Cet homme, donc, produit chez moi cette exaltation tant recherchée, et qui justifie l’existence même du plus désespéré. Bon, je dois avouer, forcément, on parle aussi des femmes, mais heureusement, sans cet air grivois et vicieux qui habite le visage de tant d’hommes quand ils en parlent. Juste l’admiration de ce qu’Elles sont, ces déesses salopes. Amusant, finalement, comme peu d’hommes, il me semble, peuvent comprendre le simple émerveillement d’une jolie paire de jambes passant dans la rue, sans imaginer d’autres lieux avec la dite gazelle urbaine. J’ai la chance, paraît-il, de n’avoir qu’un regard qui remercie en regardant ces spectacles qu’Elles nous offrent, tous les jours. Spectacles qui suffisent si souvent à illuminer ma journée, tant il est vrai que sans beautés, une journée est bien morne.

Et finalement, le fait de sentir l’envie de mes nuits de perdition dans leurs bras multiples me rassure, lui qui vit une belle histoire d’amour avec une jeune femme de mon âge. Parce que l’Homme, il faut le savoir, n’est que rarement profondément content de ce qu’il vit. On pourrait parler des heures de cette éternelle insatisfaction de soi qui pousse certains à se dépasser, à aller plus loin, toujours. Et de cette envie qui m’habite, devant les images données par le second élément de cette discussion de Chine, de Sri Lanka, de Brésil, qu’il est allé découvrir au hasard de son RMI et de quelques autres avantages qu’il passe sous silence. Du coup, certains projets ressurgissent, me hantent, m’incitent. Je n’ai jamais vu Istanbul. Pourquoi pas à dos d’éléphant ? Le monde autant que le corps des femmes est un terrain de jeu à épuiser. Je reprends mon souffle, et j’arrive, ma belle.

Egocentrisme


2008
09.01

Il est des êtres au sommeil si lourd que même leur mort approchante ne les réveillerait pas. Il est des êtres qui passent sans connaître, et qui partiront comme ces chiens errants qui ne regardent que le pas qui suivra dans leur marche folle.

Il y a des années, peut-être dans les racines d’une enfance décalée, j’ai essayé d’ouvrir les yeux. Sur moi-même, tout d’abord, sur mes peurs, mes défiances, et tous ces crapauds grouillants au fond de chacun, que l’on saura garder silencieux, ou qui donneront racine à tout ce qu’il y a de plus mauvais. Sur le monde, ensuite, malgré tous les filtres que j’ai devant les yeux, la morale, ces mêmes peurs qui empêchent de voir, l’éducation.
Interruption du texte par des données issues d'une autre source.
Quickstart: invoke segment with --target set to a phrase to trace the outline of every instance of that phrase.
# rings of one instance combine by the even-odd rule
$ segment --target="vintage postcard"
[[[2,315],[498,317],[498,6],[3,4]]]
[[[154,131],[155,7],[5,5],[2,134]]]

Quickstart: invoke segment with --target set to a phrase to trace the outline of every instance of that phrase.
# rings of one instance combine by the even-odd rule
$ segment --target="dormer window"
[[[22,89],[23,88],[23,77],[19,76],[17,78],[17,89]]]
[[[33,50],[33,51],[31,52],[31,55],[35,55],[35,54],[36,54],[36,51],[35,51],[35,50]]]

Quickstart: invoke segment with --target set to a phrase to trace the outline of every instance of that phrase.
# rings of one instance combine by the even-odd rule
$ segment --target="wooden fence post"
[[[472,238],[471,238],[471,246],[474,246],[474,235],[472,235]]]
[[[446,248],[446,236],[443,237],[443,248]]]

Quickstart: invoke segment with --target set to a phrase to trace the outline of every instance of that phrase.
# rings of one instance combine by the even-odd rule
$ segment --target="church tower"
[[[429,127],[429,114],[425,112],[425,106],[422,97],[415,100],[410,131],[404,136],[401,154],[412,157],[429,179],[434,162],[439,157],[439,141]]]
J’ai essayé de devenir ce que je pensais qu’on attendait de moi. Un homme, sérieux, actif, dynamique. Mais je ne suis pas cet homme-là. Trop de blessures si futiles qui entachent l’âme à jamais. Trop d’abandon pour se sentir en sécurité. Trop de petites fractures à l’ego qui font de moi un être en perpétuel demande.

Je suis un créateur. Rien de prétentieux dans cette affirmation. Le génie de la création vient après, et il n’est pas dit que j’y arriverais. Mais j’ai tous les défauts du créateur. Aérien, incapable de concentration en dehors de son plaisir. Et surtout, bipolaire, comme tant d’autres. Capable de désespoir et d’envolées. Tout prend plus de valeur, plus d’intensité, trop d’intensité. Le vide quand on finit quelque chose, le vide avant d’en reprendre une autre, et l’enthousiasme, l’exaltation, la folie presque quand on est en train de se réaliser. Mais toujours par vague.

Alors j’ai appris à nier mes émotions, parce que je les sais mensongères. Je suis devenu, pour tant d’autres, un bloc froid et sans sentiments. Je ne les laisse se réveiller que pour mon travail, parfois. Je me demande si je saurais un jour les contrôler sans qu’elles ne me contrôlent, et ainsi me laisser ressentir à nouveau sans qu’elles me submergent.

Et enfin, ne plus jamais regarder mon nombril.